Our observations, from many career fairs, is that success is rarely the result of a consistent trajectory or focus. Therefore, we suggest to study broadly, choose subjects that challenge and require different skills. Resist the temptation to skip the arts or the traditional humanities. Modern executives and engineers will approach problems by integrating domains and they will weather uncomfortable challenges to find new solutions. Creative innovators, able to draw from a wide array of knowledge and experience, will be the small and great leaders of our time.
It’s not just us! Recently, the McKinsey and Financial Times Book of the Year, ‘Range’ by British author, David Epstein, argues persuasively for breadth, and cautions against early, single-minded specialisation. Specialisation, he argues, is useful in rigid situations where learners must master a narrow set of patterns, and feedback is quick and accurate. Generalists, research suggests, are better suited to work in more challenging environments where trends are more difficult to discern, and the feedback is unreliable or inaccurate. Many professionals credit a broad range of subjects in school and unusual life experiences for their ability to persist through challenges.
How does a student prepare for a dynamic future that requires agility?

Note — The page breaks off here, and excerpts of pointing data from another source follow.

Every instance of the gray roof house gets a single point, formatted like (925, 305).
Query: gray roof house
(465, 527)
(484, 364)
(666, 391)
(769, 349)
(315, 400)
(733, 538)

Possibly, by not doing the obvious. Doubling-down on a single preparation at the expense of Arts and Humanities is a missed opportunity to create a treasure chest of knowledge.
Students in Phuket are fortunate. The location offers impressive, unique life experiences. Society needs people who can combine expertise, doctors of the ocean or physicians for social-justice. Tourism, too, searches for new combinations. Soon, the carbon footprints of every traveller might be mapped and stored in databases. The conscientious vacationer might use a data engineer of geography to ask, ‘Where shall I go next?’
The most respected schools in the world aggregate the disciplines, requiring students to study multiple disciplines; science, language, literature, technology, the arts, the humanities, and maths. School curriculums, like the IGCSE, and the IB, provide for students to take advantage of this philosophy. Our advice is to explore and don’t leave anything out!
Casey Nolen Jackson and Jacqui Brelsford are the two University Counsellors at British International School, Phuket - BISP.